Johnston is charged with sodomy and child molestation. Also charged are Johnson's nephew, the Rev. Raymond Lambert, 51; Lambert's wife, Patty Lambert, 49; and her brothers Paul Epling, 53, and Tom Epling, 51.

Johnston's Grandview Valley Baptist Church North, whose members live on a 10-acre leased property in Granby, is an offshoot of the older and larger community led by Lambert, the Grand Valley Independent Baptist Church.

Much remains unknown about the two church communities, about 40 miles apart in Missouri's far southwestern corner.

"They keep up there to themselves," said farmer Hubert Maring, 80, who lives in a small white house across from Grand Valley Independent.

Sheriff's investigators say the members pooled their paychecks and property. Some worked on the farm, raising livestock or breeding puppies for sale, while others worked outside the communes.

The Grand Valley compound is behind a gate on a 100-acre farm, where it was founded in the 1970s. As many as 100 people lived there as recently as May, investigators say. The number is now about 25.

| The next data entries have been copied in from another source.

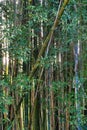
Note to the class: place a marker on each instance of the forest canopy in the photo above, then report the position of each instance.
(43, 64)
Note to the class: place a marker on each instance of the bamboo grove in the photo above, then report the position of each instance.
(43, 65)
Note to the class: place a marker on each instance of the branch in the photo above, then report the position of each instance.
(45, 44)
(43, 48)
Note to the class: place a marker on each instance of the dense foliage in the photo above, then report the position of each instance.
(43, 66)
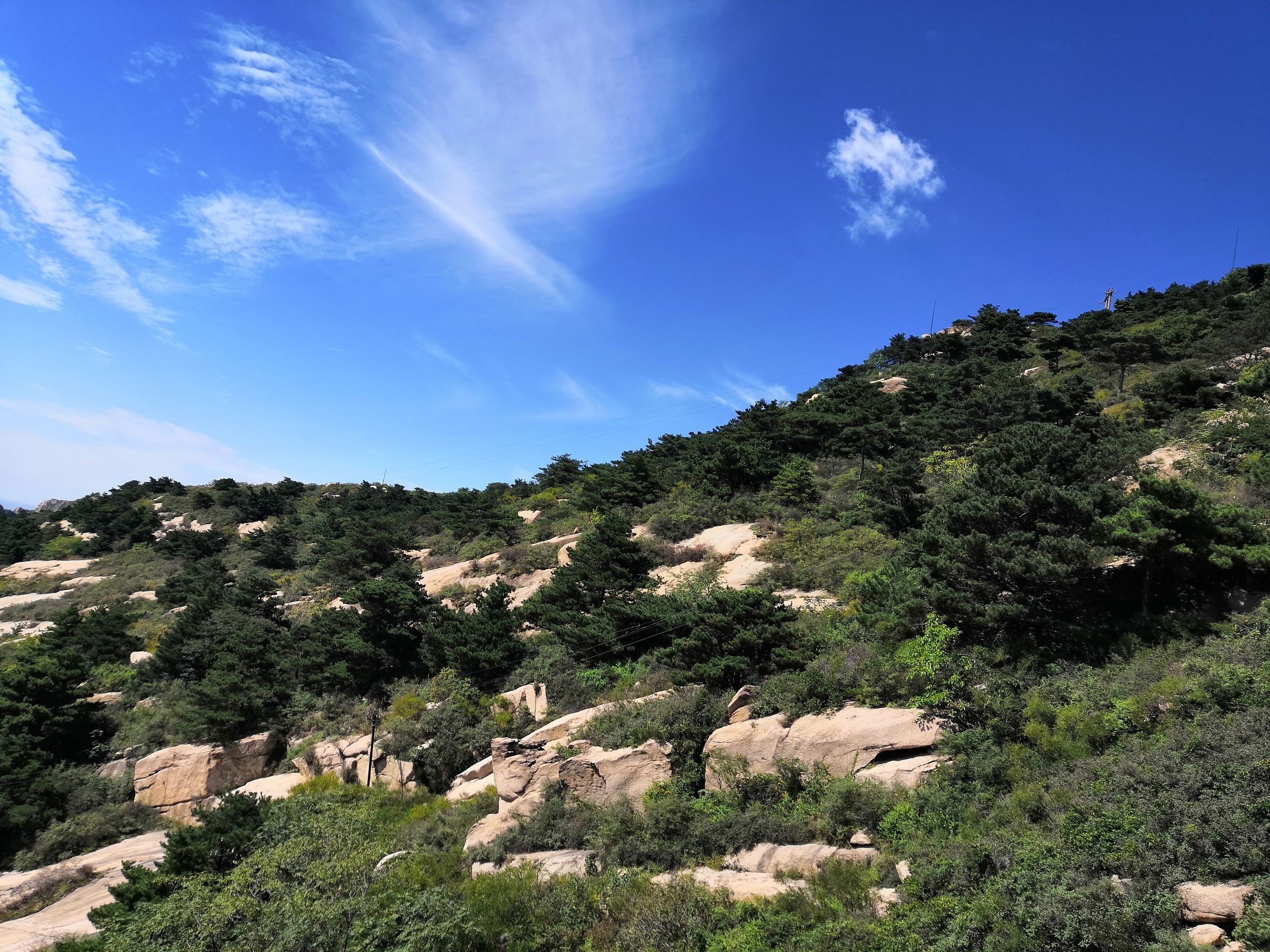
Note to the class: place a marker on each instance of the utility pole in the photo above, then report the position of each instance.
(370, 753)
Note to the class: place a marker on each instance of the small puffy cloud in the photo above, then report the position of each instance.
(22, 293)
(41, 182)
(886, 173)
(303, 92)
(249, 231)
(65, 452)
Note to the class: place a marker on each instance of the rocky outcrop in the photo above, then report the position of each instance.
(1221, 903)
(84, 582)
(532, 696)
(116, 770)
(800, 601)
(523, 771)
(905, 772)
(349, 759)
(845, 742)
(738, 708)
(883, 899)
(807, 858)
(177, 781)
(892, 385)
(1164, 462)
(550, 863)
(45, 569)
(23, 630)
(523, 774)
(13, 601)
(277, 787)
(180, 523)
(567, 727)
(741, 886)
(606, 777)
(69, 916)
(736, 542)
(1207, 936)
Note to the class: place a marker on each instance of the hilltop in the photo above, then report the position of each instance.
(981, 616)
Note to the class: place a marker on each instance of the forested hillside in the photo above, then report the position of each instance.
(1052, 537)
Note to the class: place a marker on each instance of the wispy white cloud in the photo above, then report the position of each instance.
(515, 121)
(583, 403)
(732, 389)
(886, 173)
(303, 92)
(42, 185)
(60, 451)
(144, 65)
(439, 353)
(249, 231)
(22, 293)
(676, 391)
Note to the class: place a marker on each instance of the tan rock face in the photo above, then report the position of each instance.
(807, 858)
(845, 742)
(550, 862)
(1207, 936)
(521, 774)
(69, 916)
(606, 777)
(116, 770)
(1222, 903)
(1164, 462)
(178, 780)
(349, 758)
(907, 772)
(883, 899)
(745, 696)
(741, 886)
(523, 771)
(532, 696)
(567, 727)
(45, 568)
(12, 601)
(273, 787)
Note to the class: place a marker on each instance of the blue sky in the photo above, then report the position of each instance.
(448, 240)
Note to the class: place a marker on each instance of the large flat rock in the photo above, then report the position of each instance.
(845, 742)
(69, 916)
(741, 885)
(182, 778)
(45, 568)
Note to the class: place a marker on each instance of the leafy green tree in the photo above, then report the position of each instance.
(795, 483)
(1187, 545)
(222, 838)
(725, 637)
(1008, 553)
(275, 548)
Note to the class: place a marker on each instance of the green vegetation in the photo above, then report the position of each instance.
(1094, 632)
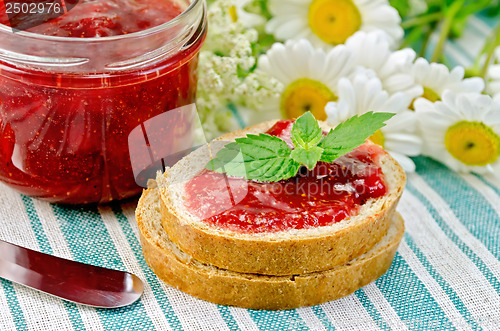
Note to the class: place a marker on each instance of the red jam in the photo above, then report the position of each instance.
(324, 196)
(64, 136)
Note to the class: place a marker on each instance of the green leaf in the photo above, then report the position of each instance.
(307, 157)
(256, 157)
(306, 132)
(351, 134)
(269, 159)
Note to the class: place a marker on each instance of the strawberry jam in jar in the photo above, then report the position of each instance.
(74, 87)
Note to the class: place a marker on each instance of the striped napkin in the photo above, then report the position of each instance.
(446, 274)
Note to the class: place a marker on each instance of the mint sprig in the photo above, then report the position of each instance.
(269, 159)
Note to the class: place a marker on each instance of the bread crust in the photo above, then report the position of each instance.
(257, 291)
(283, 255)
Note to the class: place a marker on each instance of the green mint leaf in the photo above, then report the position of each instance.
(307, 157)
(306, 132)
(256, 157)
(351, 134)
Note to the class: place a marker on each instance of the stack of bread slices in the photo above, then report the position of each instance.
(278, 270)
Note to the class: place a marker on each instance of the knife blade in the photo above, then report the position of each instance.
(70, 280)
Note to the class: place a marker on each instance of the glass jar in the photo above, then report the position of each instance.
(68, 105)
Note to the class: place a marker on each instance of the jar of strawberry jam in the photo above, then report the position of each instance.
(73, 88)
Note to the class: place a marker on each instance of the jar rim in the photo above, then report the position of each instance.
(153, 30)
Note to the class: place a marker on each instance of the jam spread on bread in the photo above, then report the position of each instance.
(323, 196)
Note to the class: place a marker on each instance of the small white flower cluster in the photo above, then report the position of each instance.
(439, 112)
(493, 76)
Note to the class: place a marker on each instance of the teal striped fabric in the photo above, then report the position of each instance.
(445, 276)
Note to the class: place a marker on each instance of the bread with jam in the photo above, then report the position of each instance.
(294, 250)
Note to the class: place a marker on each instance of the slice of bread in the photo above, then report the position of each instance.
(224, 287)
(279, 253)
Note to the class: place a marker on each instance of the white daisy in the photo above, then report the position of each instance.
(372, 51)
(331, 22)
(462, 131)
(493, 76)
(364, 93)
(308, 76)
(435, 78)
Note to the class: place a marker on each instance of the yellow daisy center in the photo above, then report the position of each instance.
(472, 143)
(306, 95)
(378, 138)
(333, 21)
(233, 14)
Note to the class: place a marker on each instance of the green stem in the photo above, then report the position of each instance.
(421, 20)
(446, 28)
(491, 50)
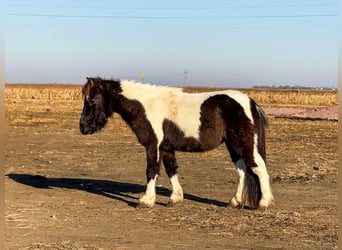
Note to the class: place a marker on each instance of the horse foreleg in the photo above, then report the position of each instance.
(149, 198)
(152, 171)
(261, 171)
(170, 164)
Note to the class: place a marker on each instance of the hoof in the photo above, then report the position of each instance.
(142, 205)
(263, 203)
(235, 204)
(171, 204)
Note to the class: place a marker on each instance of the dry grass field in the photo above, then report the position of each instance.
(65, 190)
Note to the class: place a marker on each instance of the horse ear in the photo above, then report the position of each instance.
(90, 80)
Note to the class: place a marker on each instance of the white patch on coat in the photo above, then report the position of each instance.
(177, 191)
(183, 109)
(261, 172)
(149, 198)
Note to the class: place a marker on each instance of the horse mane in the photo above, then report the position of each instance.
(98, 82)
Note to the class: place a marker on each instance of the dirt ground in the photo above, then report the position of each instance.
(65, 190)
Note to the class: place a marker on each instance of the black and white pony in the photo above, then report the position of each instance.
(166, 119)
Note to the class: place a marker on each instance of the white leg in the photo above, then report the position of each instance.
(240, 169)
(261, 172)
(177, 191)
(148, 199)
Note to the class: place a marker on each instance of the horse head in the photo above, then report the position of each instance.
(97, 105)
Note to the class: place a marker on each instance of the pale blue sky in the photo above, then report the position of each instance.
(228, 43)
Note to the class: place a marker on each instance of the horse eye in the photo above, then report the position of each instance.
(90, 102)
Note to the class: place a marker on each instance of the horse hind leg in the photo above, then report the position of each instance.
(253, 187)
(237, 200)
(170, 164)
(261, 171)
(240, 167)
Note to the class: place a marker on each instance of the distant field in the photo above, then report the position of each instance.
(263, 96)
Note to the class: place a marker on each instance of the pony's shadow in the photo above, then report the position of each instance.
(121, 191)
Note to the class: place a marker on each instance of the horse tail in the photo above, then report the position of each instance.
(262, 123)
(252, 186)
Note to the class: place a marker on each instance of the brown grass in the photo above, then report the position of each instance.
(261, 96)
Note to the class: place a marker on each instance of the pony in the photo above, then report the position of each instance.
(167, 119)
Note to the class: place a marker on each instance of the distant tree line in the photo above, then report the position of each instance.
(290, 87)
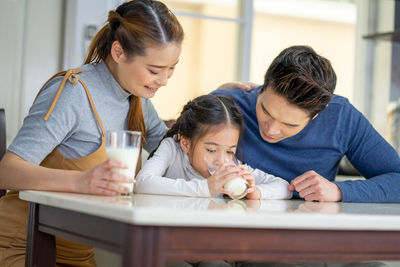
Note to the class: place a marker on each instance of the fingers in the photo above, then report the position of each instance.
(302, 177)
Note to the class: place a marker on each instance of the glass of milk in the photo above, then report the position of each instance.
(124, 146)
(238, 186)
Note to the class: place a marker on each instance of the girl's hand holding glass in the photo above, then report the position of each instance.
(252, 192)
(220, 177)
(237, 185)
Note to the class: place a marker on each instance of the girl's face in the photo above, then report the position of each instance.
(142, 76)
(215, 147)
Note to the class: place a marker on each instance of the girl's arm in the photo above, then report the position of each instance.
(151, 178)
(18, 174)
(270, 186)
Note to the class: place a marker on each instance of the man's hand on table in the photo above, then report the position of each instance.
(312, 186)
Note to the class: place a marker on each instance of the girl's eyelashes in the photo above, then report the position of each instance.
(153, 72)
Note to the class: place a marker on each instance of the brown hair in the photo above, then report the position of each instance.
(136, 25)
(302, 77)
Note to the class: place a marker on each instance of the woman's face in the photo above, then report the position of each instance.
(213, 149)
(142, 76)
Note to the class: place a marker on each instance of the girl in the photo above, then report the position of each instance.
(208, 127)
(61, 145)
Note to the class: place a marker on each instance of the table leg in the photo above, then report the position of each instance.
(144, 246)
(40, 247)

From the road, a rambling yellow house is visible on the hilltop, but the rest of the acreage is hidden behind a ridge and trees. Ten mailboxes stand at the gate, most of them with the last names Epling or Lambert. One was labeled "Grand Valley Christian Academy," which investigators said was where children from the group were homeschooled.

The smaller community in Granby houses about 35 to 45 people in around 10 trailer homes.

Experts said communal-style religious groups are not uncommon in the Ozarks, with at least half a dozen now in the area, some of them fundamentalist Christian, Hindu or New Age.

"You don't find this in New York City, but you do find it in rural areas — tight communities, very close communities. You do not tell outsiders what's going on," said Gary Brock, professor of sociology at Missouri State University in Springfield.

"When you are given a message by a religious leader, that sacred component makes the message that much more severe. You should not go against that wish because it's God's wish."

The Grand Valley case broke in May when eight people walked away from the compound and trudged to the nearest hamlet. One of them, a man in his 30s, got a court order of protection a few days later to go back with a sheriff's deputy and retrieve his paralyzed wife.

It was on the drive back out to the compound that a 27-year-old woman who had also fled rode with sheriff's Deputy Mike LeSueur and described abuses at compound.

Members of the commune say they left after some kind of dispute within the church, possibly over child abuse, LeSueur said.

"They decided to do the only thing they could. Since they had no money of their own and no physical property of their own, because it all belongs to the commune, they left," the deputy said. "They just walked out on foot."